[RFC] Add Template Mustache Language to the Support library

This RFC is a follow up from:

Proposal

There are numerous places in LLVM codebases where we generate HTML

Each place in the code has its own ad-hock way of generating HTML via C++. This can make it hard make a change to the HTML output since the application logic is mixed up with the presentation logic.

The idea is to introduce an existing template language spec (Mustache) into the llvm support library for future/existing tools to use, which enables easier reasoning of the output.

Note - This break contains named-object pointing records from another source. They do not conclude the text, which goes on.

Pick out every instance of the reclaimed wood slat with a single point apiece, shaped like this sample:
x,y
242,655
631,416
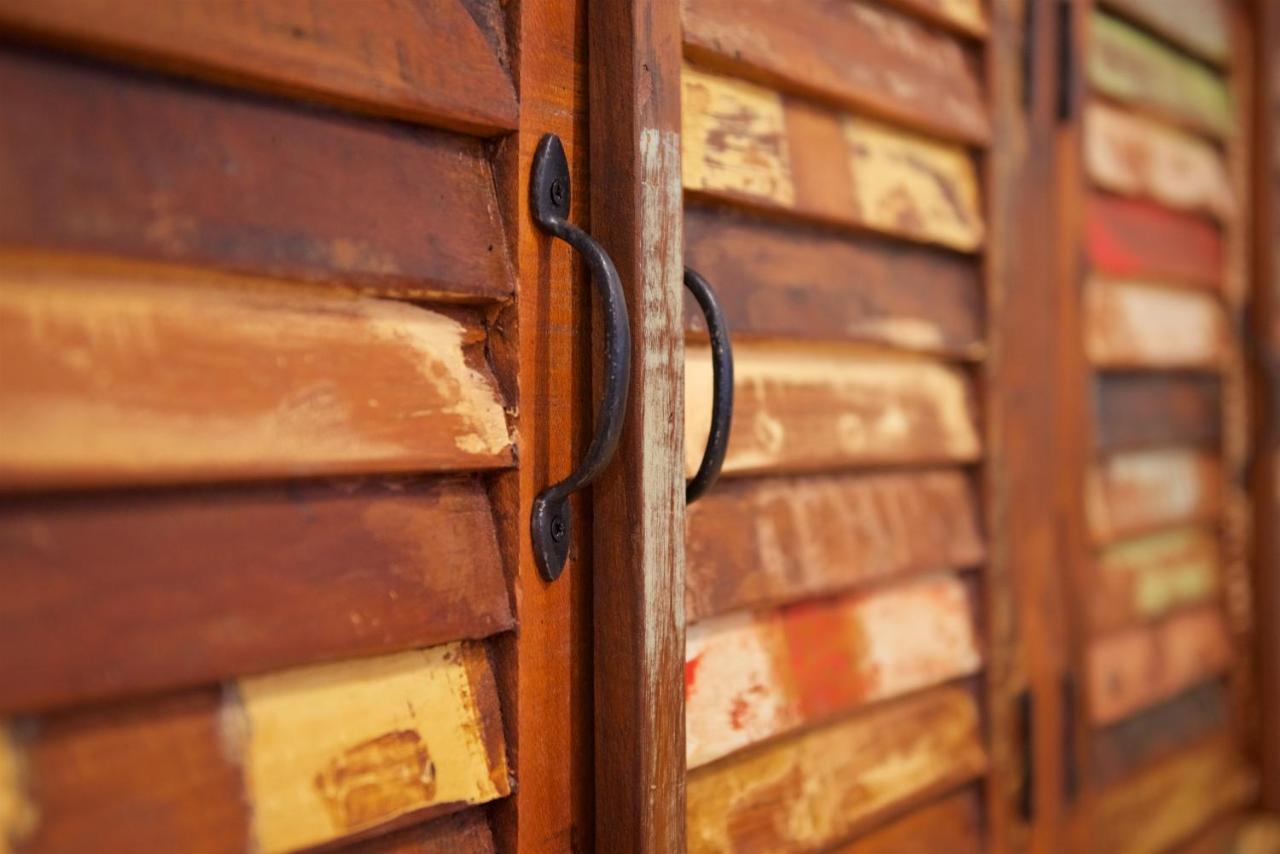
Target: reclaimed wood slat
x,y
787,281
120,594
1128,64
1133,324
807,409
1139,667
778,539
1132,155
821,788
100,161
119,375
752,676
1138,240
754,146
424,62
846,51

The library will implement the mustache spec specified here GitHub - mustache/spec: The Mustache spec.

Implementation

Currently the library/tests is implemented in the PR below with most of the mustache spec implemented with some exceptions

This library was evolved out of my GSOC project to improve clang-doc (a new documentation generator for C++). I was able to cut down on the HTML back end output by around 500 lines and greatly simplifying the HTML generation.
Also by separating out the mustache presentation files you can also change the HTML output without recompilation of the tool.

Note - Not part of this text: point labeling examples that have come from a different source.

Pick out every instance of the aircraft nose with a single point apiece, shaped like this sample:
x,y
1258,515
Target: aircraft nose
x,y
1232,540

To view the PR of the use of the library see here:

3 Likes

Can you elaborate how you picked Mustache out of everything else in this domain?

Not sure this is a stable enough project to be widely used by LLVM…

Last commit was 2 years ago and the rationale behind this library is:

I like writing Ruby. I like writing HTML. I like writing JavaScript.
I don’t like writing ERB, Haml, Liquid, Django Templates, putting Ruby in my HTML, or putting JavaScript in my HTML.

Does not inspire confidence. Can you make a list of all options, pros and cons? This needs to be a wider decision, I think.

I’m not saying the current method is good, just that if we’re going to change and refactor everything, we need to pick a more future-proof solution.

1 Like

Well, the library itself is sort of irrelevant as the author is providing an implementation.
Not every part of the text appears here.